Among Girgis’ mementos is a copy of the program from the Kennedy Center performance, written in both English and Arabic — a battle that he fought hard to win. “I threatened to file a lawsuit against them if they didn’t allow me to include Arabic in the program,” he recalls. “The purpose was to build bridges between America and the Arab world. The maestro was a very good friend of mine, Maestro Rostropovich, and he was eager to do this because he was a man of peace.”

After lobbying with sponsors and the orchestra, Girgis seemed confident that the Middle East trip would happen. But plans were cut short when Girgis told a journalist from the Washington Post about his proposal; an article published the next day raised questions with congressmen and the Israeli ambassador to the US about a tour to the Middle East that did not include Israel, prompting the executive director of the National Symphony Orchestra to put the tour on hold indefinitely.

“What I want to arrive at is that music and culture bring people together and create harmony and understanding — music fixes what politics ruins. I don’t want to get into politics, but this incident is a perfect example of what I want to say about music and its impact on people,” Girgis explains. “There are a few Arab-American political organizations in Washington, DC, but Israel doesn’t pay attention to them. But when they hear about cultural exchange events between America and the Arab world, it bothers them. And then Saddam Hussein invaded Kuwait, so everything stopped for a while,” he adds, laughing.

A Change of Course

During the mid-1990s, Girgis was taking his Arabic translation of Peter and the Wolf to book fairs across the US. In 1995, he met Mark Linz, at that time the enthusiastic director of publishing at AUC Press in Cairo. “He bought 1,000 copies on the spot.
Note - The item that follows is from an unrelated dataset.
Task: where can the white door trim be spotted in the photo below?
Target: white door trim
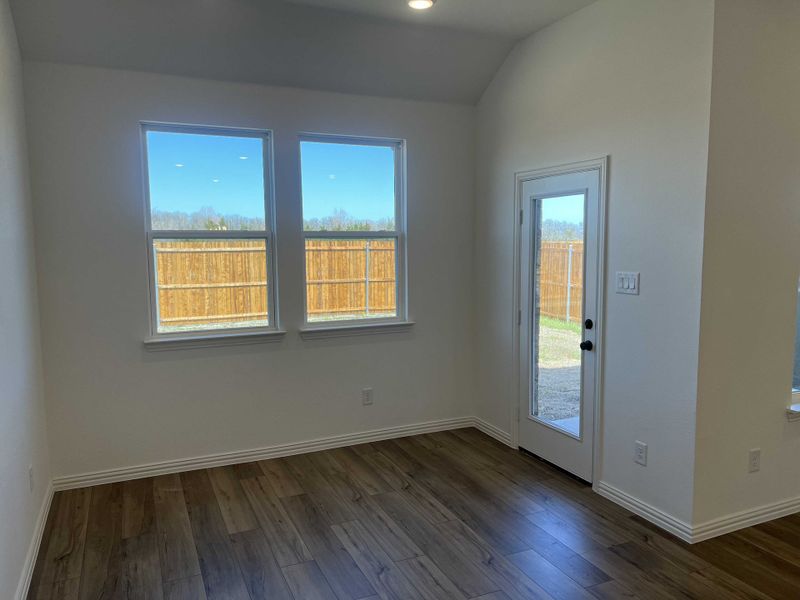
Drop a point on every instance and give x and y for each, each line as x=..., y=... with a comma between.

He told me that he wanted to distribute them in Egypt and invited me to come to a book-signing event in Cairo,” says Girgis. “I came in January 1996 and I was supposed to stay for two weeks. I ended up staying for 12 years.”

After a performance of Peter and the Wolf at AUC’s Ewart Hall with Cairo Symphony Orchestra’s Maestro Mostafa Nagy, Girgis began to ask about musical education at schools in Egypt, and, much to his surprise, he found that there was none.

“People made fun of me — they said these children are deprived of everything, do you think they will have music? So I decided to pack up and leave.”

One day before his scheduled flight, Girgis met Hala El Kholy, then head of the human development agency Institute of Cultural Affairs (ICA), who persuaded him not to return to the US. “She said, ‘Please stay, you are very badly needed here.’ I wanted to give Egyptian children what I was deprived of as a child, and that visit was a turning point in my life.”

El Kholy sent Girgis to a school in Beni Sueif to do a reading of Peter and the Wolf, an experience that marked the beginning of a new course for him. “The children were extremely poor, they were barefoot — they had nothing. We listened to Peter and the Wolf on cassette and then we re-enacted it,” he says. “The children absorbed the story, even though it was foreign to them; they kept trying to find solutions for the duck that gets stuck in the wolf’s stomach.”

After a series of workshops in Beni Sueif, Girgis collaborated with ballet instructor Fatma Marzouk to choreograph the piece. “We performed the ballet at the cultural center in Beni Sueif. I was the very first one to take ballet to Upper Egypt, and I was asked to do more in other areas,” he adds proudly.

Over the next 10 years, Girgis conducted 1,200 workshops in governorates across Egypt. “And then Hala said to me, ‘Peter and the Wolf is great, but is there anything else that we can do?’ I had heard Camille Saint-Saëns’ The Carnival of the Animals, and the music inspired me to write a story.”

The resulting story, also titled Carnival of the Animals, is about animals at a zoo who become fed up with the mess left behind by visitors and decide to clean it up and set an example to visitors. Published in 2001, it was Girgis’ first original story, and it won two awards from the Suzanne Mubarak competition for writing and illustrations. Its environmental lesson also caught the attention of then-Minister of Environment Dr. Nadia Makram Ebeid, as well as many development agencies. The Danish International Development Agency distributed 35,000 copies of the book at schools. The story was also adapted into a ballet performed at the Cairo International Conference Center (CICC).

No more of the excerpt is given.